Lab 'Rejuvenation' Of Human Eggs Cuts Chromosomal Defects Nearly In Half — Could Boost IVF Success For Older Women

Researchers report a laboratory technique that appears to "rejuvenate" human eggs by restoring a key protein, dramatically reducing chromosomal defects that undermine IVF success in older women.
What the Study Did
Teams from Ovo Labs and the Max Planck Institute for Multidisciplinary Sciences used microinjections to deliver the protein Shugoshin 1 into donated human eggs. Shugoshin 1 helps protect chromosome pairs during meiosis, the specialised cell division that ensures an embryo receives the correct number of chromosomes from egg and sperm.
Key Results
Across tests presented at the British Fertility Conference in Edinburgh, treated eggs showed far fewer chromosomal abnormalities: the overall defect rate fell from 53% to 29%, and in women over 35 the rate dropped from 65% to 44%. In younger women (ages 20–32), prior research suggests about one in five eggs carry chromosome errors; that risk climbs sharply with age.
How It Works
With age, the proteins that act like a "glue" holding chromosome pairs together can degrade, increasing the risk of aneuploidy (an abnormal chromosome number). By restoring Shugoshin 1 to levels seen in younger eggs, the researchers preserved chromosome pairing during meiosis and markedly reduced aneuploidy rates in their samples.
What The Researchers Say
"We have been able to achieve the first rejuvenation of a human egg in vitro," said Dr Agata Zielinska, co‑founder and co‑CEO of Ovo Labs. "If this could then be translated to the clinic, this could potentially be the biggest improvement in IVF success rates of the last decade."

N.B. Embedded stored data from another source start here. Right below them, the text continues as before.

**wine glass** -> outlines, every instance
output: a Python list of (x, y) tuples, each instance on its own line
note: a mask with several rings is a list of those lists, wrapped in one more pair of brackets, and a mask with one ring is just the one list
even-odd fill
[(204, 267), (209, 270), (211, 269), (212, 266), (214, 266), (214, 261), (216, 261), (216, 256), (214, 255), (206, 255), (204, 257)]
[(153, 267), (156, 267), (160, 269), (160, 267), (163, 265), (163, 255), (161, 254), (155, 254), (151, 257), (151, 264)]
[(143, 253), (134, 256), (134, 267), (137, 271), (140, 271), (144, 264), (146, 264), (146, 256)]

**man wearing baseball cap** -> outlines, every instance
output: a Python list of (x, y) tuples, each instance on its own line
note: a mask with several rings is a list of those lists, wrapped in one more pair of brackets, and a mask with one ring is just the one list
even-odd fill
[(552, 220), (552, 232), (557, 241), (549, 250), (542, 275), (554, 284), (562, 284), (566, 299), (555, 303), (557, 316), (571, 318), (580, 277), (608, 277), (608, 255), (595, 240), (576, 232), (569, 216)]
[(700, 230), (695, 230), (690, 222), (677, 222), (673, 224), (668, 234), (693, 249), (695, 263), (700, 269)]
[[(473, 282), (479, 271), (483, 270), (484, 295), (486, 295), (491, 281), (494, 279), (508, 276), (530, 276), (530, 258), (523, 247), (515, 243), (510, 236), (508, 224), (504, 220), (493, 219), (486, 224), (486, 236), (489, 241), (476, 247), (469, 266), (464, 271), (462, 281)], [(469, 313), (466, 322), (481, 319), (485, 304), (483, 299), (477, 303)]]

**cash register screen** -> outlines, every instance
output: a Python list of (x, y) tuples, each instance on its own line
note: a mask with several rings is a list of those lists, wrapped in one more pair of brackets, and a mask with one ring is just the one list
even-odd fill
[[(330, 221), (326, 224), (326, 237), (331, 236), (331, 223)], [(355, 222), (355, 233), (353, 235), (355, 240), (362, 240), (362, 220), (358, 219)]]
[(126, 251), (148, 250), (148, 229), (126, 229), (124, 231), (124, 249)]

Dr Melina Schuh, director at the Max Planck Institute and co‑founder of Ovo Labs, added: "Overall, we can nearly halve the number of eggs with [abnormal] chromosomes. That's a very prominent improvement." She emphasized the approach restores a younger molecular state rather than increasing egg supply, and so it would not extend fertility past menopause.
Caveats And Next Steps
The results are promising but preliminary. The teams do not foresee major safety obstacles and are in discussions with regulators about clinical trials, but independent experts stress the crucial remaining question: whether the lower egg aneuploidy rates will translate into embryos with fewer genetic errors and higher live‑birth rates. Until clinical trials demonstrate improved embryo viability and birth outcomes, the technique should be considered experimental.
Bottom line: Microinjection of Shugoshin 1 reduced chromosomal defects in donated eggs in the lab, offering a potential path to improve IVF outcomes for older women — but clinical validation is still required.